This is a fork of samtools maintained (without warranty) by DNAnexus. See COPYING.
The original samtools package has been split into three separate but tightly coordinated projects:
- htslib: C-library for handling high-throughput sequencing data
- samtools: mpileup and other tools for handling SAM, BAM, CRAM
- bcftools: calling and other tools for handling VCF, BCF
This version of samtools incorporates RocksDB as a git submodule. RocksDB has several build dependencies; see facebook/rocksdb/INSTALL.md. Additionally, a development installation of jemalloc is required (available in most Linux package managers).
Then,
git clone https://github.com/dnanexus/htslib.git
git clone https://github.com/dnanexus/samtools.git
make -C samtools
This will produce the executable samtools/samtools
, which will probably assume several shared library dependencies (try ldd samtools/samtools
).
This section has specific instructions for using the rocksort
subcommand; for a more general introduction, see our blog post. The basic invocation of samtools rocksort
is similar to samtools sort
:
Usage: samtools rocksort [options] <in.bam> <out.prefix>
Options: -@ INT number of sorting and compression threads [1]
-m INT max memory per thread; suffix K/M/G/T recognized [768M]
We recommend using at least four threads, with compute cores to run them. The memory requirements should be similar to samtools sort
with the same -@
and -m
settings.
To enable background compactions, supply the option -s
.
-s INT plan background compactions assuming this uncompressed
BAM data size; suffix K/M/G/T recognized [off]
See below for guidance on setting the value of this option.
Additional options:
-o final output to stdout
-f use <out.prefix> as full file name instead of prefix
-n sort by read name
-k keep RocksDB instead of deleting it when done
-l INT compression level, from 0 to 9 [-1]
-u INT unsort: shuffle the BAM using given random seed
Like samtools sort
, the input BAM can be streamed through standard input by supplying -
instead of <in.bam>
. In fact, if the input is a compressed BAM file, it's usually faster to decompress with pigz like this:
cat <in.bam> | pigz -dc | samtools rocksort [options] - <out.prefix>
Note: background compactions are generally useful only when the dataset to be sorted is many times larger than provisioned memory. See our blog post introducing rocksort for more explanation.

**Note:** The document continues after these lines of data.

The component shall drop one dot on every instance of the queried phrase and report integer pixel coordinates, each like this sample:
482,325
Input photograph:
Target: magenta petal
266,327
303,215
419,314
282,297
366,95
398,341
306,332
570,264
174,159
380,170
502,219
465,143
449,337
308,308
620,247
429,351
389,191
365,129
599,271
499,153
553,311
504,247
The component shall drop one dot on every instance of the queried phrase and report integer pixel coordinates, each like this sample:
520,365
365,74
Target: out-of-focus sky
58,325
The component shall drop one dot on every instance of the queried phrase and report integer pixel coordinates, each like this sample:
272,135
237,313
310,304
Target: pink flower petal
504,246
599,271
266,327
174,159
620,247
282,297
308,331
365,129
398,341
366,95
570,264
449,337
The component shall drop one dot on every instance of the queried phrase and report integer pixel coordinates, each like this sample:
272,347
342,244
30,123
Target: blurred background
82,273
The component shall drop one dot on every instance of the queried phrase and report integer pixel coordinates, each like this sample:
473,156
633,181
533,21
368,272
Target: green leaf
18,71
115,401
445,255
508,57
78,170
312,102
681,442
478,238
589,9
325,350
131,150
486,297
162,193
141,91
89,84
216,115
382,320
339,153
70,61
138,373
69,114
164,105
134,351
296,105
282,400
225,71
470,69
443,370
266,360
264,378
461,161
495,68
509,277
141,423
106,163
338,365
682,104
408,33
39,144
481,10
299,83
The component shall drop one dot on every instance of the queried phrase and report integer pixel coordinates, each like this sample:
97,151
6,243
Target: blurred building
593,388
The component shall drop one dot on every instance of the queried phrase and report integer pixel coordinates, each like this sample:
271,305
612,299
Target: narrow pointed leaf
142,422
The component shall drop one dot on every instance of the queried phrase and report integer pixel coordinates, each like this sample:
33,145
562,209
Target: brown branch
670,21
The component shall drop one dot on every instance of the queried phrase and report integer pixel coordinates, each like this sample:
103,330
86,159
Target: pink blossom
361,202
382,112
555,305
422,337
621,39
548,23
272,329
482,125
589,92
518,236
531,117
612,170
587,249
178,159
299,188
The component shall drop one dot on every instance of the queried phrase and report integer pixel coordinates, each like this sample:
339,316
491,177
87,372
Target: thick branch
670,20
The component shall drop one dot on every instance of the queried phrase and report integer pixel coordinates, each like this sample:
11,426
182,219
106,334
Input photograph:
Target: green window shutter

To plan efficient background compactions, rocksort needs a rough estimate of the total uncompressed size of the BAM data. A rough rule of thumb is to quadruple the expected size of the final BAM file. For example, if you expect to produce a 125 GiB final BAM (roughly a deep human WGS), a size estimate of 500 GiB would work pretty well. Note that sorted BAMs are substantially smaller than unsorted BAMs, since they're more compressible.
Alternatively, here's a bottom-up formula for the size of a single BAM alignment block (source), which you can multiply by the expected number of read alignments:
Block Size = 8*4 + ReadNameLength(including null) + CigarLength*4 + (ReadLength+1)/2 + ReadLength + TagLength
The estimate needs not be fantastically accurate; +/- 20% or so is fine. If in doubt, overestimate. Once all the data are loaded, samtools rocksort
will log some feedback about the accuracy of the hint to standard error.
By default, temporary files are written into the same directory as the final output BAM, similar to samtools sort
. You can override this by setting the TMPDIR
environment variable to something else. The scratch directory should be high-performance storage, and should have at least twice the expected size of the final BAM (4-5X if using background compactions) in free space.